While there are concerns that the JG would generate “workfare” or pointless jobs, this is hardly a reason to oppose the policy. The anthropologist David Graeber’s new book, Bullshit Jobs, demonstrates that many of these types of jobs already exist in the public, private and university sectors, at high levels of pay.

2. End the Extreme Immigration Policy

Population growth has ballooned since 2006, primarily through net immigration. Australia has had the highest average population growth rate in the OECD over the last decade, driving population growth far above the long-run average.
 Record immigration numbers are having a corrosive effect upon the public. It has clearly outstripped the ability of the labour market to absorb so many immigrants, as evidenced by the slight uptick in underutilisation during the one million “jobs boom”. Two-thirds of all new jobs have gone to immigrants.
Infrastructure is at breaking point, evidenced by rising traffic congestion and overloaded public transportation. Hospitals and schools are likewise overrun, while state governments continue their obsession with running budget surpluses. The outcome is a spiralling infrastructure deficit never to be dealt with in the foreseeable future. There is a concurrent housing crisis with no end in sight, adversely impacting low-income households the most.

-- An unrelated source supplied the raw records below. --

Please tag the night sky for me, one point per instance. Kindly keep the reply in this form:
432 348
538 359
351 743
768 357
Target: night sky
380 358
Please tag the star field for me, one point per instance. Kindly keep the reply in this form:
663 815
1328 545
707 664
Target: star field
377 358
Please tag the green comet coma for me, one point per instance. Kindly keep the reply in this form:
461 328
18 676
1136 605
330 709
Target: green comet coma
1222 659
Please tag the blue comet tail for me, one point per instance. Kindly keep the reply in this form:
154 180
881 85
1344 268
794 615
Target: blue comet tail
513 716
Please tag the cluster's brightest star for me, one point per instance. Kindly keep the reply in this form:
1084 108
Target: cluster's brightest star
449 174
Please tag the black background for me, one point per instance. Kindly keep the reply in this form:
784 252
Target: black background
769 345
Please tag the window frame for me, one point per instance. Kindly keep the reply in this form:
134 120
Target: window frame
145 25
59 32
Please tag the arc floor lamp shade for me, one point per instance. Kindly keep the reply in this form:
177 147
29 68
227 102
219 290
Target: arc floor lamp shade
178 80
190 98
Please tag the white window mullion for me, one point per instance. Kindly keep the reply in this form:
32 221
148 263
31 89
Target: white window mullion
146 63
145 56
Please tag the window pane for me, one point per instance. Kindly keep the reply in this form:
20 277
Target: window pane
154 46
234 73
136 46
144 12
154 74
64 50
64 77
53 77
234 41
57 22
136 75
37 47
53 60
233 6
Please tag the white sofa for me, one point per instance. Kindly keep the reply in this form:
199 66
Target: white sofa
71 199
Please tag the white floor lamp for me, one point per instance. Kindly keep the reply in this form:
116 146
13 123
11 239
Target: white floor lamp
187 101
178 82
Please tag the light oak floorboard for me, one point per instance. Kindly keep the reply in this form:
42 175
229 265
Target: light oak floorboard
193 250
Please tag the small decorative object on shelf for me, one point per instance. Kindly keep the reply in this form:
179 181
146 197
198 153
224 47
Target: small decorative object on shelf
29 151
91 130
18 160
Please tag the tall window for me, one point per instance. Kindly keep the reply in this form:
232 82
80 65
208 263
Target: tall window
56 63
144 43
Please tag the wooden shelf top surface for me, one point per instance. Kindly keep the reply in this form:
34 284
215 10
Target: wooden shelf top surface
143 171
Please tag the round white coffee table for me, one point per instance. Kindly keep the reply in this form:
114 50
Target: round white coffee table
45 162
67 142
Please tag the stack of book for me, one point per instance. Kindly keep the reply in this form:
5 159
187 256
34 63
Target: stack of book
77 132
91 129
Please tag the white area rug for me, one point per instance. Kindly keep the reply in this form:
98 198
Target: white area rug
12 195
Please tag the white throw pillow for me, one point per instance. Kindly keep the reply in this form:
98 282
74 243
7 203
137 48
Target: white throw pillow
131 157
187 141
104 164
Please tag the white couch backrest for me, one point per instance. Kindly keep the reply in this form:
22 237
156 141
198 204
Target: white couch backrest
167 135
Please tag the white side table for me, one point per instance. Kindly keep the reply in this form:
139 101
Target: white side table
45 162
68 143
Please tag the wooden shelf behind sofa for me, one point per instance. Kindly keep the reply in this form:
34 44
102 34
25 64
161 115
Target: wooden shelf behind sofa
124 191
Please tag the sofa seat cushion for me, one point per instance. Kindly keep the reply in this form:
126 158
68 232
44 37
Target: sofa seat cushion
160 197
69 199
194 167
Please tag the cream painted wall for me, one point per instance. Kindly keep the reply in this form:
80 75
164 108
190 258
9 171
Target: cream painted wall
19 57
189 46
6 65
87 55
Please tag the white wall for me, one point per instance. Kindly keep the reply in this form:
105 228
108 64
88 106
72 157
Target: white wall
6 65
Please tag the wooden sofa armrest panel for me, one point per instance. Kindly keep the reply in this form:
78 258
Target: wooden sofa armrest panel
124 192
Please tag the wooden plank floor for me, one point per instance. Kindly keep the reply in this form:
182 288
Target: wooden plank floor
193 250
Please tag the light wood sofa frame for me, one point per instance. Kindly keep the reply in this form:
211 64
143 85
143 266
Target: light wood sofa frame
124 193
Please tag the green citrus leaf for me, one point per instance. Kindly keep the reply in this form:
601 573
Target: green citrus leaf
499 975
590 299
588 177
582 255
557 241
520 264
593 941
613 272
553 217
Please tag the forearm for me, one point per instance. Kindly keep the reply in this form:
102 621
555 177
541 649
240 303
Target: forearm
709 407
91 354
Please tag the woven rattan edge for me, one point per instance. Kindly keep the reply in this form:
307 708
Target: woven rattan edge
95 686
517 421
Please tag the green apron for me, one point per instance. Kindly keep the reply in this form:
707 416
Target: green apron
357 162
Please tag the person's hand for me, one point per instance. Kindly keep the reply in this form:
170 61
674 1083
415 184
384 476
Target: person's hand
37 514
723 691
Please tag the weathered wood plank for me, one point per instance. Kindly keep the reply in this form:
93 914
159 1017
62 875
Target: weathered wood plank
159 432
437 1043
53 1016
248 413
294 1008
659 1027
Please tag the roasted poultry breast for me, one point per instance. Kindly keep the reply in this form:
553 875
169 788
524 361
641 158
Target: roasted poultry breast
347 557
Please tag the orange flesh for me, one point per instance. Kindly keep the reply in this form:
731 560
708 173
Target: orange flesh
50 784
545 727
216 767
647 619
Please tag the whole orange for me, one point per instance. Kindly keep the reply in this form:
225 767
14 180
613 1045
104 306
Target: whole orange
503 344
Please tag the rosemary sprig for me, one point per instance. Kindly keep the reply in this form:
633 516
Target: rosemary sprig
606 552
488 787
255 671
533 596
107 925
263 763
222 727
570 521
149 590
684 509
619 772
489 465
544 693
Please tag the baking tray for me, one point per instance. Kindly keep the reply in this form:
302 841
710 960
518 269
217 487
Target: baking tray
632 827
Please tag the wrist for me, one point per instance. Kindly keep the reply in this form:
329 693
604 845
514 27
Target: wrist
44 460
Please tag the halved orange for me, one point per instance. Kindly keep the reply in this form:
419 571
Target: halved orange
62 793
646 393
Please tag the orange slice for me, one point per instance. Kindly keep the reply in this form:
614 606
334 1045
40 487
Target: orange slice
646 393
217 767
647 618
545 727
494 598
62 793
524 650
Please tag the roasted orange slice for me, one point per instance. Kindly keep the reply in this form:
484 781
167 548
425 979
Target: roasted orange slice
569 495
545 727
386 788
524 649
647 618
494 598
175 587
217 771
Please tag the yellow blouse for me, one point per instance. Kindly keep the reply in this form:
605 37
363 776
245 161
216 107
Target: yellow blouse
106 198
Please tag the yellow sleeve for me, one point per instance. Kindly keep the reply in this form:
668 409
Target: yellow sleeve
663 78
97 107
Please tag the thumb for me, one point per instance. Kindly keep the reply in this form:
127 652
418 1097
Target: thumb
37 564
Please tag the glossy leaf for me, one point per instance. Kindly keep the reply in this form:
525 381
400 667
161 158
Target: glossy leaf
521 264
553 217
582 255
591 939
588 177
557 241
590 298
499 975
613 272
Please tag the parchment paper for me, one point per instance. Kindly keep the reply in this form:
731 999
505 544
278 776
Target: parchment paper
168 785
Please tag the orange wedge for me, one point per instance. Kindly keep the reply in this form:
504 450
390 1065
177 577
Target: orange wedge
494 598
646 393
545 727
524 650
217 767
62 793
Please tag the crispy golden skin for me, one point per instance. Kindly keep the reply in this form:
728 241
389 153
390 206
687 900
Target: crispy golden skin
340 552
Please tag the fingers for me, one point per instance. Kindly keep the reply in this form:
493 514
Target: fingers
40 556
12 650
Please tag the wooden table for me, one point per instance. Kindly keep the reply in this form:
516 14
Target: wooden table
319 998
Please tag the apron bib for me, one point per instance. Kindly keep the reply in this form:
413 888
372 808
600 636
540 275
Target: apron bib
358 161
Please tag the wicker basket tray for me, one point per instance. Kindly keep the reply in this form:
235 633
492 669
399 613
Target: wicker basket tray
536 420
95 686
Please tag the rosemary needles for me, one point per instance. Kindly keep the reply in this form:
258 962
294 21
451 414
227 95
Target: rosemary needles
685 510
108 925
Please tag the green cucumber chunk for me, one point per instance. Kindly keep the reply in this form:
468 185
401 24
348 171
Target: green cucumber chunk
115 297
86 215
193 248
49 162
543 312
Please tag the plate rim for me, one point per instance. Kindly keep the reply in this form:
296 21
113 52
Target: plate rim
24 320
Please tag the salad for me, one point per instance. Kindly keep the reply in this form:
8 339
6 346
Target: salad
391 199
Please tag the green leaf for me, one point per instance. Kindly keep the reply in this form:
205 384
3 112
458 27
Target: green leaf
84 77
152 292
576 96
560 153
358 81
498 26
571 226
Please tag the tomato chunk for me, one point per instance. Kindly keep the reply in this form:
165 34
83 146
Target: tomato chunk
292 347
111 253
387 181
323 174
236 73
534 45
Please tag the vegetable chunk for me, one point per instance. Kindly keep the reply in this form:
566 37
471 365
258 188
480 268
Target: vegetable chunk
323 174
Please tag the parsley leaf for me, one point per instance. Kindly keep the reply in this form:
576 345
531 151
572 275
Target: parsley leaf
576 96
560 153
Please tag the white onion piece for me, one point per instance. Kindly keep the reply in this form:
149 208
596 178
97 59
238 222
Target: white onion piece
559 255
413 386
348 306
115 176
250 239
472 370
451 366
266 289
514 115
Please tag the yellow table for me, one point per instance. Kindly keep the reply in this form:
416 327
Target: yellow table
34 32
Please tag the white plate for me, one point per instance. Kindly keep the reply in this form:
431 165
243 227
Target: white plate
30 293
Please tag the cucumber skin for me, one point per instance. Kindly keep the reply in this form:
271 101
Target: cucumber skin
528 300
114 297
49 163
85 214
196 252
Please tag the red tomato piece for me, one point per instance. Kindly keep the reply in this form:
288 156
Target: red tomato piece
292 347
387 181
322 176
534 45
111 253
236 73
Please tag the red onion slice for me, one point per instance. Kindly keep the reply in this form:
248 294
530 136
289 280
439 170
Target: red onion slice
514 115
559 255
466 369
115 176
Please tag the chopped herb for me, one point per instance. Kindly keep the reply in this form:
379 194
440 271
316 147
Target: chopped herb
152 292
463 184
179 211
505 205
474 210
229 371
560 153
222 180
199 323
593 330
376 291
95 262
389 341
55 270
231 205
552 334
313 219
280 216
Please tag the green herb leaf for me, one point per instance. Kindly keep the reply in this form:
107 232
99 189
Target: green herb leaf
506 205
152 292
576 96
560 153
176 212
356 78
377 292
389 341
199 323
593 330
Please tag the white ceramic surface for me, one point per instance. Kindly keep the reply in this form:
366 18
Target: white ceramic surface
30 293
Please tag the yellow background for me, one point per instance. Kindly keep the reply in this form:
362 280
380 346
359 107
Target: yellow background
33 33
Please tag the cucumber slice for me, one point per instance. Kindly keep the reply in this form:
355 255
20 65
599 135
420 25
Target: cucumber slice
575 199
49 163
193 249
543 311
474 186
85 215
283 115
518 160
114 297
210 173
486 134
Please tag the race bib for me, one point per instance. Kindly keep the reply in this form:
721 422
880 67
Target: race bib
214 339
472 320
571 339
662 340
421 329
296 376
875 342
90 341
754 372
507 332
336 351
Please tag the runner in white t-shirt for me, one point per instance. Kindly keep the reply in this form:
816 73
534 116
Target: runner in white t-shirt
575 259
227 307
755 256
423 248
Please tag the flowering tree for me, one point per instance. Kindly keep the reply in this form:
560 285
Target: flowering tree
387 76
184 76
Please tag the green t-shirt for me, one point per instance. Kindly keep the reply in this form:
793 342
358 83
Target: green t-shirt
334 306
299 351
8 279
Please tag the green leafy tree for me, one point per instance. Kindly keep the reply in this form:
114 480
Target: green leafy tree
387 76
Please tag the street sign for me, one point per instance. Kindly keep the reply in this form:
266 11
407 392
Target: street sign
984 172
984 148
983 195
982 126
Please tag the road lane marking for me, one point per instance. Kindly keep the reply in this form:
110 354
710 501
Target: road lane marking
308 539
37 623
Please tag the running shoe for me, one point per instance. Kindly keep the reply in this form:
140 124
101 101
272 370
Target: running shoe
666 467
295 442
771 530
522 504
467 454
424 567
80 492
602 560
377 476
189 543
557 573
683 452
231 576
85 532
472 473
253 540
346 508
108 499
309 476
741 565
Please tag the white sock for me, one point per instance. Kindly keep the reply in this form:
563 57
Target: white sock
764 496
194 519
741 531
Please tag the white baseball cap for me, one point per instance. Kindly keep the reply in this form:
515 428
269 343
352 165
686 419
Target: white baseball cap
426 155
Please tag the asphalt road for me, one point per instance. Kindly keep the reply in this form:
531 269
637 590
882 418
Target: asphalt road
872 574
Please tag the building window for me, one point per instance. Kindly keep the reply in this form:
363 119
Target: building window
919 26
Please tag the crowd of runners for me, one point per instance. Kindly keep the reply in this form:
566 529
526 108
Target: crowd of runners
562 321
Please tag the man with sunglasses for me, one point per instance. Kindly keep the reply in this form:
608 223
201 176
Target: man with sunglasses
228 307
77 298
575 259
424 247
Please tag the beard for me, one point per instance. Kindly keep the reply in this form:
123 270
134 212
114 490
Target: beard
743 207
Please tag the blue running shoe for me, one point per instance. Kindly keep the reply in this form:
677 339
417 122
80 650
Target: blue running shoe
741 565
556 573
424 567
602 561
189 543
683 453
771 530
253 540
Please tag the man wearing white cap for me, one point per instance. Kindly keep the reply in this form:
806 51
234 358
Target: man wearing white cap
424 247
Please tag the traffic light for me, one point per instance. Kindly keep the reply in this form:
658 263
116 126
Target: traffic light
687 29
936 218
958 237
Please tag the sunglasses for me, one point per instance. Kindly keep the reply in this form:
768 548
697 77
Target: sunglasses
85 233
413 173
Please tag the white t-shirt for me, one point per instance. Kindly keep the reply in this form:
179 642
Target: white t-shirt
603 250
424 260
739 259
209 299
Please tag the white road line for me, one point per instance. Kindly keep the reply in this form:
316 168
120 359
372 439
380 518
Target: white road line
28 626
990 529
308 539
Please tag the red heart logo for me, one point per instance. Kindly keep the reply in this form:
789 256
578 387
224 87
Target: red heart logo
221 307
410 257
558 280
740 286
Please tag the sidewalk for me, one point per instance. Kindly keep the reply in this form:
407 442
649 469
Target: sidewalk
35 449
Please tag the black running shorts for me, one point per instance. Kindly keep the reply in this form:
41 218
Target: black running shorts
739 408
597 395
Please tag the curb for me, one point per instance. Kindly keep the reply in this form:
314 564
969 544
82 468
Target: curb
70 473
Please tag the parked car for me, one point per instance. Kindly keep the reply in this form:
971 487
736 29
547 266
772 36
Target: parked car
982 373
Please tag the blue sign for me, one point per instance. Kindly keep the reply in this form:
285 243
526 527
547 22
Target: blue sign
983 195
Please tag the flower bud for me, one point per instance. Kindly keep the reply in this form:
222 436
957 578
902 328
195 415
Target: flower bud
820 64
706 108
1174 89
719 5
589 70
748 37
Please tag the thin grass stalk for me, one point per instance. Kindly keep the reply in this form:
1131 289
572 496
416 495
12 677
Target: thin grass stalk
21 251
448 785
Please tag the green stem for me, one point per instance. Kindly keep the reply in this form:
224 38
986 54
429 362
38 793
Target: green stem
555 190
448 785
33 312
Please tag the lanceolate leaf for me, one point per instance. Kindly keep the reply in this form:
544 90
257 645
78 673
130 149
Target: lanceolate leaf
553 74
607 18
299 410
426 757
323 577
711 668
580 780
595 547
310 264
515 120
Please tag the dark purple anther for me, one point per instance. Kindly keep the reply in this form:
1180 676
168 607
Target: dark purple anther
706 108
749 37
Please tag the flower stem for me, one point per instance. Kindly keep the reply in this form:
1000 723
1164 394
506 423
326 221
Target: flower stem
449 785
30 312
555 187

It is easy to see why political elites are in favour of what should be termed “population quantitative easing” or PopQE for short: Boosting headline GDP growth while ignoring per capita measures, which have stalled over the last decade. Economic elites are using PopQE to drive down wage growth, boosting profits from expanding markets and increasing real estate demand.
PopQE has the signs of a policy fraud given there has been no public debate, all major political parties and industry organisations are in favour of it, with benefits reaped by the wealthy while costs are forced upon everyone else.
The business news site MacroBusiness has thoroughly documented the negative effects of PopQE. Allowing millions of immigrants into the country, far above historical norms, has created permanent slack in the labour market.
As a consequence, wage theft is at epidemic proportions. Countless investigations have uncovered mass underpayment of wages and benefits. It has gotten so bad that some businesses end up with negative wage costs — immigrants effectively pay employers not to rescind their visas.